Mucous Membranes / Hydration Status:

  • Your kitty's mucous membranes are those of the gums and membranes found within the eyes and upper and lower eyelids
  • Pull back kitty's upper lips and examine her gums
  • Gently pull back kitty's lower eyelids and examine her coloring
  • Normal mucous membranes are a healthy pink in color, and are moist, also there should be tiny blood vessels present in the whites of her eyes
  • You can also test kitty's hydration status by performing the following: Gently pinch the skin behind and between kitty's shoulder blades, and lift up, (as in a tent), and immediately release. If the skin snaps back against the body in less than 1 second, kitty is most likely properly hydrated. If it takes longer than 1 second for the skin to snap back against the body, kitty may not be properly hydrated.

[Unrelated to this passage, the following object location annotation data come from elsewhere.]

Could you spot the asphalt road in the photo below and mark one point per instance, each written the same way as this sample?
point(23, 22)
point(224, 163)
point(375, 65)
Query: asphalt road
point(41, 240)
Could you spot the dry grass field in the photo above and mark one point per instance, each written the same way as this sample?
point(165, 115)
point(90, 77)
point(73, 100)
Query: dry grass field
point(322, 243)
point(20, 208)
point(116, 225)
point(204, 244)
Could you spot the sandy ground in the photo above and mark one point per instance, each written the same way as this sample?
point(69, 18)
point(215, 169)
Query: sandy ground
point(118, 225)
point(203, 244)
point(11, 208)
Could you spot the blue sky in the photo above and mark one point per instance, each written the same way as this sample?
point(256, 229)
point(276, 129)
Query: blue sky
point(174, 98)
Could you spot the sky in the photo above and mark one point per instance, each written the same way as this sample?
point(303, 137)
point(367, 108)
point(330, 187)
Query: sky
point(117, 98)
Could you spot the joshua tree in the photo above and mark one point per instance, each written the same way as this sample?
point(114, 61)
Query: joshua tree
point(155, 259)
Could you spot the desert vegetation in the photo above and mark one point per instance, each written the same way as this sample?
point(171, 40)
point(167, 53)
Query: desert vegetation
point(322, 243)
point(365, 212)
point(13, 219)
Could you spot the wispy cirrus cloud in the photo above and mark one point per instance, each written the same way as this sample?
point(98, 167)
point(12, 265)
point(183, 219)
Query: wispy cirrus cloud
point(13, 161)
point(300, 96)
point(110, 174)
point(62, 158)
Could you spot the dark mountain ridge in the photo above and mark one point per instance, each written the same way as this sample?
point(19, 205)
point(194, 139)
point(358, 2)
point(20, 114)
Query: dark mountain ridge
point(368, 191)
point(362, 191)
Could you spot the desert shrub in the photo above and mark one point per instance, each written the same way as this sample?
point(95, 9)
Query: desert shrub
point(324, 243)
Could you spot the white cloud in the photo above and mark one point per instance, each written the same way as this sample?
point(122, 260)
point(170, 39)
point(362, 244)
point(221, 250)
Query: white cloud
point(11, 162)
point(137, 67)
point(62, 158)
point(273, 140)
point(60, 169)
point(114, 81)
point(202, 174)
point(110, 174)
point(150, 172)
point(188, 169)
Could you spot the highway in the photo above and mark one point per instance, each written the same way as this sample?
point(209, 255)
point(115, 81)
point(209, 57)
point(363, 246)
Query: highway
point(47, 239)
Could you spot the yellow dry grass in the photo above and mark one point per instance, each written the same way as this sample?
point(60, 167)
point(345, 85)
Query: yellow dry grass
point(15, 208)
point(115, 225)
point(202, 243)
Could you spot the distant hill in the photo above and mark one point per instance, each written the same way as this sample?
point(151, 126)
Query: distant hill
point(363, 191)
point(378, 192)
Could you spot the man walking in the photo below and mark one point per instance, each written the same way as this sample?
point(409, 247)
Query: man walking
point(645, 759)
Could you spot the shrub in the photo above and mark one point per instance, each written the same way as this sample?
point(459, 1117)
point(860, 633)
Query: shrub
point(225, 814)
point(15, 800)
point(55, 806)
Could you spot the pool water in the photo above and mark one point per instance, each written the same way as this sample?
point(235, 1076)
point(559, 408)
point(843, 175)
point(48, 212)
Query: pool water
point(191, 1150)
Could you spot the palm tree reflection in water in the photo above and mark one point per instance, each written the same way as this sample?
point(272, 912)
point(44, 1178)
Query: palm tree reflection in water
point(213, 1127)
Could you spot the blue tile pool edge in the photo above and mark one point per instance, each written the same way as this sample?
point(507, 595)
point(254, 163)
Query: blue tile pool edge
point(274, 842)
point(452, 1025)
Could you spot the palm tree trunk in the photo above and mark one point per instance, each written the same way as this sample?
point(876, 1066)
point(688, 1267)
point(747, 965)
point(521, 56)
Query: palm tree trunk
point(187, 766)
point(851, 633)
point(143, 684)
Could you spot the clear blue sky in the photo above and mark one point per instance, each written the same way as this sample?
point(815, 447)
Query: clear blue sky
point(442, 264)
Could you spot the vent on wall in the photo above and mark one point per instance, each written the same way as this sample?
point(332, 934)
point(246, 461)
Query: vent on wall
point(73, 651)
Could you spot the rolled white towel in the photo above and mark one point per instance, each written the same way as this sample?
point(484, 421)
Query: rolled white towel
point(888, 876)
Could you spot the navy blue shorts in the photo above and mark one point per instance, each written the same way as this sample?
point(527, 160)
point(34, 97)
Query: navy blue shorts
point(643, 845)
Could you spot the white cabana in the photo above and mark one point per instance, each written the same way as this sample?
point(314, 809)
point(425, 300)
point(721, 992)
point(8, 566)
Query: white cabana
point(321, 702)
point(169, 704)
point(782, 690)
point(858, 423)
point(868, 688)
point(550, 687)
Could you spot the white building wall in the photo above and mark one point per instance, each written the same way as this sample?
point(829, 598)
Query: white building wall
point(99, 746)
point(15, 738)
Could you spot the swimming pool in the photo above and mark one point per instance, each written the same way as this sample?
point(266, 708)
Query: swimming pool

NOTE:  If your kitty's mucous membranes are pale, white or deep red, this can signal a serious health problem or emergency in which case please contact your vet immediately. Dry, sticky or tacky-feeling gums can signal dehydration, a serious matter if kitty is in a distressful situation. Other helpful indicators in establishing emergency situations include:

  • Bruising around the gums, and other areas of skin, such as the inner ears and abdomen areas, which can indicate severe anemia, blood loss or other critical situations
  • Jaundice or yellowing of the mucous membranes or skin, which can indicate kidney or liver problems
  • White or pale mucous membranes, blue, grey or purple mucous membranes, and white-colored skin can indicate severe blood loss, anemia, oxygen depletion and other critical situations
  • * If you note your kitty exhibiting any of the above signs, please contact an emergency vet ASAP *


CatHelp-Online wishes to remind you, if in doubt, call your vet!